Think of that next time you're outside with Fifi, and she seems to have love for you. She does, when you're looking. But look more closely at the situation, over to the trees just beyond the property line, how the dogs have had it scoped out forever. That's where the pack is, with the alpha dog getting the inside information from your dog, and other dogs farther from the periphery.
It's logistical stuff. Fifi says, He takes me out this time everyday. His scent is such and such. He doesn't exercise, and even if he did he'd never be able to outrun us. In other words, your dog is a traitor, just waiting for the chance to betray you to the pack and enjoy eating you. Seriously, that could be your last experience, the beloved family dog looking into your eyes with its big red, bloodshot eyes, saliva dripping from its fangs. The others push her into the fray. She's given the honor of devouring your brain with one big slurp. Prove you're one of us...
I have really old experience with dogs, when we used to hunt rabbits. It's a freezing cold day. You can see your breath, and really anything hot. You slice a rabbits underside and the hot guts immediately steam. They're a mess when they hit the ground and the dogs fight each other to slurp them up. And that's exactly what they do, slurp, as big a bunch as they can grab. They're voracious, merciless.
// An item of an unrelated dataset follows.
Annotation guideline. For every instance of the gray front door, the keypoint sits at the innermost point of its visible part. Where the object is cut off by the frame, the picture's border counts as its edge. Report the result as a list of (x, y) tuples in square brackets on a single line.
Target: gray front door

And they don't care if it's a rabbit ... or it's you!
After that time, I was taught that's their true nature, and I've seen it in action. Neighbors who've disappeared, leaving behind a dog to rest on their grave and fake sorrow. Actually they wish they could get at the remainder of your corpse, not realizing your body has become "corpse soup" and is far from edible, especially when pumped full of mortician chemicals. I'm just glad I'm being cremated. Dogs hate that.